Para Villoro, el indigenismo es esencialmente un proyecto humanista orientado a la integración nacional, que reconoce la especificidad cultural indígena sin negarla. En su visión, este sería un proceso —casi teleológico— iniciado en el siglo XVI, cuyo fin es una “redención” social y política del Estado mexicano mediante la corrección de agravios históricos. Sin embargo, esta perspectiva omite que el indigenismo ha funcionado —y sigue funcionando— como un instrumento estatal para asignar a los indígenas características sociales, culturales, económicas e, incluso, fenotípicas, manteniendo así relaciones de poder y dominación. Bajo un discurso integrador, se les sigue colocando en una posición de marginación y explotación, mientras se insiste en su diferencia respecto de la nación mestiza.

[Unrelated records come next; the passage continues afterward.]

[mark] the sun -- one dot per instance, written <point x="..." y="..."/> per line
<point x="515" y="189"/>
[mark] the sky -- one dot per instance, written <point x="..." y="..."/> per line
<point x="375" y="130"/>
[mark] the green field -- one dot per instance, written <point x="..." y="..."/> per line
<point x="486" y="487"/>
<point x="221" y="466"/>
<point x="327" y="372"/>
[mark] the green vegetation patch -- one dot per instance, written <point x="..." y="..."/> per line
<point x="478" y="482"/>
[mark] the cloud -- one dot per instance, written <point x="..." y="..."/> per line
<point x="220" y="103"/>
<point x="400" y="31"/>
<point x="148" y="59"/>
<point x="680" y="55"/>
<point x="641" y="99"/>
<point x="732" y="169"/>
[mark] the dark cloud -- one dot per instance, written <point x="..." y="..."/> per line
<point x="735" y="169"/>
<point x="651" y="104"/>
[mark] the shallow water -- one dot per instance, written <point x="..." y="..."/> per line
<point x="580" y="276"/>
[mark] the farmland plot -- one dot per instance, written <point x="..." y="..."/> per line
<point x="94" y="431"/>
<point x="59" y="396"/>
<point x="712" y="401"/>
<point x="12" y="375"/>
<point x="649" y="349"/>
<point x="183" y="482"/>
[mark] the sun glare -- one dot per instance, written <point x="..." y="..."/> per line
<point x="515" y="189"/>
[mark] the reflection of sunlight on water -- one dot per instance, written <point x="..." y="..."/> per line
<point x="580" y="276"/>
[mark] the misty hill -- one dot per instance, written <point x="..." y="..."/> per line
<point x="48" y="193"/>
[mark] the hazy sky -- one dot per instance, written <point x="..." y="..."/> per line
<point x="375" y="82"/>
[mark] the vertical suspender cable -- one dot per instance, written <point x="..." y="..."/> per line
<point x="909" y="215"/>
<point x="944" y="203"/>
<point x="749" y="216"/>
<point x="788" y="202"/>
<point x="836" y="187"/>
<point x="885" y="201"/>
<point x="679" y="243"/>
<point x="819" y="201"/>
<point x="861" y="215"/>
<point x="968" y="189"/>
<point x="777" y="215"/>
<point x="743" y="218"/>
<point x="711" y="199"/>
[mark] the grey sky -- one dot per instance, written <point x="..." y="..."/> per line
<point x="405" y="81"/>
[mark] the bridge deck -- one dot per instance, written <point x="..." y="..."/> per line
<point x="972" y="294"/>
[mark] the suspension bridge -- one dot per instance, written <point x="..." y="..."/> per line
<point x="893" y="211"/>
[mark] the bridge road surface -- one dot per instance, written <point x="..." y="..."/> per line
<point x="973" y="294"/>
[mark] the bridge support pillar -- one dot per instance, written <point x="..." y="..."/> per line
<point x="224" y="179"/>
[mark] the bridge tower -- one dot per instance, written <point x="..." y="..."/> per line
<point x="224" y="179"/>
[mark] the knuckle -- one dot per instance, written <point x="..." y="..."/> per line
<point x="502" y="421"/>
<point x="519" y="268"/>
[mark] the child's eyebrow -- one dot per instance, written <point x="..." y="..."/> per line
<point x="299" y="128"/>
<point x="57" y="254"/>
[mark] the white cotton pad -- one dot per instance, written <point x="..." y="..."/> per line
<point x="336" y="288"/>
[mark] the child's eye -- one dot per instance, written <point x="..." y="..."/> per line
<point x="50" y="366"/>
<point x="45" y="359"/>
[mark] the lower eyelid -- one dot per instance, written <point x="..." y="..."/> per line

La idealización villoriana del “humanismo” ignora la violencia inherente al colonialismo español y al colonialismo interno del Estado mexicano. También soslaya que el humanismo mismo se ha fundado en la imposición de una definición única y excluyente de lo humano. En este marco, los “grandes momentos” del indigenismo solo existen desde la perspectiva de quienes gozan del privilegio de diseñarlo e implementarlo; o, incluso, desde quienes forman parte de una élite intelectual y cultural que piensa a los indios y a los indígenas (que es el caso de Villoro).
Reconocer o ignorar —consciente o inconscientemente— las violencias históricas lleva a aceptar la premisa paternalista de que los indígenas requieren tutela estatal para integrarse y subsistir ante un proyecto nacional que, incluso con ropajes multiculturalistas o interculturalistas, excluye la verdadera diferencia y autonomía cultural y política.
El planteamiento de Villoro influyó en el antropólogo francés Henry Favre, quien en L’indigénisme (1996) también consideró el indigenismo como una fuerza positiva que integraría a los indígenas en un futuro desvinculado de Europa, dando lugar a una nueva civilización distinta a la impuesta por la conquista ibérica. Esta visión contrasta con la de los antropólogos E. Boege, H. Díaz Polanco, A. Medina y G. López y Rivas, quienes en El indigenismo y los indígenas (1983), sin pelos en la lengua, denunciaron que, sin importar su retórica integracionista, participativa o pluralista, todo indigenismo es un instrumento estatal etnocida.
En suma, la obra de Villoro participa de una tradición intelectual que, al centrar la mirada en un ideal integrador y redentor, desatiende la historicidad de las violencias coloniales y reproduce, aunque de forma velada en idealiaciones, la lógica de control y subordinación que dice combatir.